Pubblicato il 23 marzo 2011 Per la Corte di cassazione - sentenza n. 6537 depositata lo scorso 22 marzo 2011 - la responsabilità per cose in custodia presuppone che il soggetto al quale la si imputi – nella specie l'ente proprietario della strada - sia in grado di esplicare sulla stessa un potere di di sorveglianza, di modificarne lo stato e di escludere che altri vi apporti modifiche.

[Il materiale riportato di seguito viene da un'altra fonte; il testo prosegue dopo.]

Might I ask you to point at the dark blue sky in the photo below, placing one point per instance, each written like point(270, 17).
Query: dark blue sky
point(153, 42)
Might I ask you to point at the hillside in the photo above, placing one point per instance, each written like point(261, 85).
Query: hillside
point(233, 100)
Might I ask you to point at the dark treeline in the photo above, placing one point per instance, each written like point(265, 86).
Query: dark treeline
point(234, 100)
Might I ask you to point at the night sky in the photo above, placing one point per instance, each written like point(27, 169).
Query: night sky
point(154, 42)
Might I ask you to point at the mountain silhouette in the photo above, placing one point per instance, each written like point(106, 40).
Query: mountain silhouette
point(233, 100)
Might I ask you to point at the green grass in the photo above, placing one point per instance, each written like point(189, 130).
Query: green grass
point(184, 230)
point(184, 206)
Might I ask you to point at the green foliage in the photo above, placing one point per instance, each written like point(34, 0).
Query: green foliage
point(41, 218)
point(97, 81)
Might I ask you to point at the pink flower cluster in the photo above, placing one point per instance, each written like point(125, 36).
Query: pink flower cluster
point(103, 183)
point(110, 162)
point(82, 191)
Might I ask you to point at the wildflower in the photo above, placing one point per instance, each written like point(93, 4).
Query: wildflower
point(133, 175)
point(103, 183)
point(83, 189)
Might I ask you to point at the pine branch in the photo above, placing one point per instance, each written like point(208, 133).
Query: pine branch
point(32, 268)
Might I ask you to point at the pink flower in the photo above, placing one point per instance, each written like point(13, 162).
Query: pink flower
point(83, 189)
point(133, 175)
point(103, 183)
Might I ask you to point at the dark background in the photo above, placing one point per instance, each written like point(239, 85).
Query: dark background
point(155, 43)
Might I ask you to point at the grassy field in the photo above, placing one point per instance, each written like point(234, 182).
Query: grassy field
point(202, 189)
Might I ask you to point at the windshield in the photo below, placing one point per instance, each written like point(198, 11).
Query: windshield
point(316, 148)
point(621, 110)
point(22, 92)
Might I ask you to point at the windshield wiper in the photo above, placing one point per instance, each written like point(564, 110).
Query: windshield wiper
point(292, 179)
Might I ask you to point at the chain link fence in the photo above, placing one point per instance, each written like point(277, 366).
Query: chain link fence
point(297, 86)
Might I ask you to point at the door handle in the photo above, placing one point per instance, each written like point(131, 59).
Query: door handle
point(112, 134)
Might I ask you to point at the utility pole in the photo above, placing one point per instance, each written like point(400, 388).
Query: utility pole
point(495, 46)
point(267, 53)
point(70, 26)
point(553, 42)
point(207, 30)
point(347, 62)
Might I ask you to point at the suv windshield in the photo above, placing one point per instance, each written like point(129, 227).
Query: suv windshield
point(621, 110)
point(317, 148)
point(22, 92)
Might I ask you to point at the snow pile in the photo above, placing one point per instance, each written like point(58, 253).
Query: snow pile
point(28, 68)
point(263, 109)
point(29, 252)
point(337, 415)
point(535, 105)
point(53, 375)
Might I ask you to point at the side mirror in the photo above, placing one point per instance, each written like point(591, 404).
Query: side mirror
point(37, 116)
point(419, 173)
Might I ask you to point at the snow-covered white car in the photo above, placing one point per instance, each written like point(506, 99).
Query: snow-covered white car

In particolare – continua la Corte – per le strade aperte al traffico, l'ente proprietario si trova in questa situazione una volta accertato che il fatto dannoso si è verificato a causa di un'anomalia relativa agli strumenti di protezione istallati; in tale frangente, è comunque configurabile la responsabilità dell'ente pubblico custode salvo che quest'ultimo non dimostri di non aver potuto fare nulla per evitare il danno; ed infatti, la presunzione di colpa che grava sull'ente può essere superata qualora la situazione che provoca il danno si determini “non come conseguenza di un precedente difetto di diligenza nella sorveglianza della strada, ma in maniera improvvisa, atteso che solo quest'ultima integra il caso fortuito”.

In definitiva – conclude la Corte - “agli enti pubblici proprietari di strade aperte al pubblico transito è in linea generale applicabile l'articolo 2051 c.c. in riferimento alle situazioni di pericolo immanentemente connesse alla struttura o alle pertinenze della strada, indipendentemente dalla sua estensione”.